There was practical unanimity on concern that Syria’s civil war not spill over into Israel, that instability in Egypt not turn the Sinai Peninsula into a breeding ground for Islamic militants, that Iran be prevented from acquiring nuclear weapons capability, that the European Union enforce its decision to designate Hezbollah’s military wing as a terrorist organization.
But external threats did not dominate communal discourse in 5773. There wasn’t the same public urgency on Iran as in past years. The Egyptian coup in July was less concerning for Israel than the 2011 revolution that overthrew longtime ally Hosni Mubarak.
The Israeli-Palestinian relationship was marked more by the absence of progress than anything else — until U.S. Secretary of State John Kerry managed to coax both sides back to the negotiating table in July. There was a mini-war in Gaza in November 2012 that lasted eight days and resulted in the deaths of some 150 Palestinians and six Israelis, but after that Israel’s border with Gaza was mostly quiet.
It was tragedy in the United States that left the community with lasting scars. Late last October, a massive storm surge generated by Hurricane Sandy battered communities, synagogues and Jewish schools up and down the Northeast coast. UJA-Federation of New York convened an emergency meeting to authorize $10 million for rebuilding efforts, many of which continue today.

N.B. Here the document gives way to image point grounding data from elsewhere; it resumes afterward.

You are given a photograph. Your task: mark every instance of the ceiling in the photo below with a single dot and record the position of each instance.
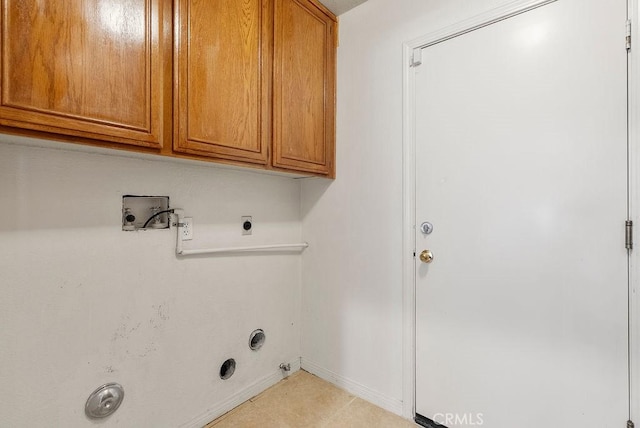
(341, 6)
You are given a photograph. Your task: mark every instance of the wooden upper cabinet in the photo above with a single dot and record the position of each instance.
(91, 68)
(222, 79)
(304, 87)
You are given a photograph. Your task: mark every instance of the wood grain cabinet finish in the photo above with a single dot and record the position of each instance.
(304, 87)
(223, 80)
(91, 68)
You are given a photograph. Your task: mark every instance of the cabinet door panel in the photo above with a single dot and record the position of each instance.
(304, 87)
(222, 83)
(92, 68)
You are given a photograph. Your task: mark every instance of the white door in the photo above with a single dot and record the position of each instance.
(521, 168)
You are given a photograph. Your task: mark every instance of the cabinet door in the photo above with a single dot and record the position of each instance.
(304, 87)
(91, 68)
(222, 82)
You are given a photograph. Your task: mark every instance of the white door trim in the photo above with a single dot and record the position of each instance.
(409, 176)
(634, 203)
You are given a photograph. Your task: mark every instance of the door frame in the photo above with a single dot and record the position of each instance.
(409, 185)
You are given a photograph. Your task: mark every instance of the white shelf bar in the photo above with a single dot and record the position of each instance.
(229, 250)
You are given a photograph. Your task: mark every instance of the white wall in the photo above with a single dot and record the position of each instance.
(83, 303)
(352, 273)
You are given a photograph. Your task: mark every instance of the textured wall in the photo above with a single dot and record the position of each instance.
(84, 303)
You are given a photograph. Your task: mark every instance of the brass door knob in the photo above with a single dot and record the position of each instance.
(426, 256)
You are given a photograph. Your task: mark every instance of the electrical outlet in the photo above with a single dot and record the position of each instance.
(247, 225)
(187, 228)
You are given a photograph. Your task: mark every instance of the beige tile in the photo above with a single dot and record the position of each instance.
(303, 400)
(361, 414)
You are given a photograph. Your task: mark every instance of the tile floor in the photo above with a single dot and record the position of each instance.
(303, 400)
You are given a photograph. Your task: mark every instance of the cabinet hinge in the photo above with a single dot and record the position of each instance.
(628, 36)
(416, 57)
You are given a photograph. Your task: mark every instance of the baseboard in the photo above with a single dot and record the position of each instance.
(391, 404)
(240, 397)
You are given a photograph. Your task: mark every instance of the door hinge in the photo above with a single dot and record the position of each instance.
(416, 57)
(628, 36)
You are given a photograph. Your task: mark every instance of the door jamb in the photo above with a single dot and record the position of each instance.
(408, 186)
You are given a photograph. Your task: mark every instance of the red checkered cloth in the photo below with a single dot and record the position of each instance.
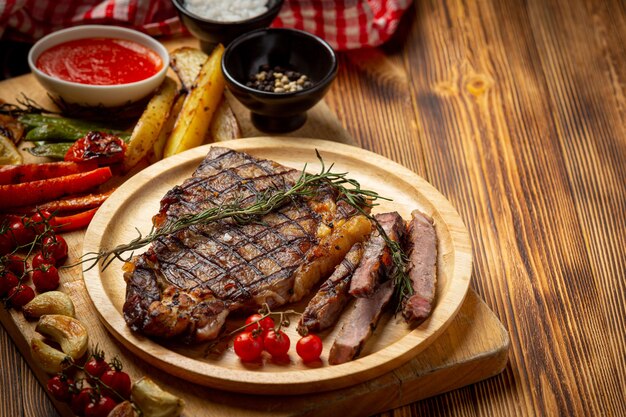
(345, 24)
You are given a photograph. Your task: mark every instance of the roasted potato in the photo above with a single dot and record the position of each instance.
(199, 106)
(147, 129)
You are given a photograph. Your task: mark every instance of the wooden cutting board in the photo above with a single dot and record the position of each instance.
(474, 346)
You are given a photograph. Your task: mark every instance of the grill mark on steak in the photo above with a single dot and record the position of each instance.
(421, 269)
(198, 275)
(359, 325)
(326, 306)
(377, 260)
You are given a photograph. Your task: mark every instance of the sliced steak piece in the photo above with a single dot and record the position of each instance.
(360, 324)
(422, 268)
(376, 260)
(185, 285)
(326, 306)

Outside of the United States and Israel, the big Jewish stories included the banning of Jewish ritual slaughter in Poland and a new German law regulating ritual circumcision; a controversial exhibit at Berlin’s Jewish museum dubbed “Jew in a box” and a new Jewish museum in Warsaw; a much-criticized deal between the Argentinean and Iranian governments to investigate the 1994 AMIA Jewish community center bombing; sex abuse scandals in Australia; concerns about far-right movements in Hungary and Greece, and the appointment of a new chief rabbi in England.
There was some good news here: None of these stories were about major Jewish calamities.
To be sure, the Jewish people suffered tragedies in 5773 – from natural disasters, from Gaza rocket fire. But for a people obsessed with survival and accustomed to attacks, the absence of mass casualty events in 5773 made it a remarkable year as much for what did not happen as for what did.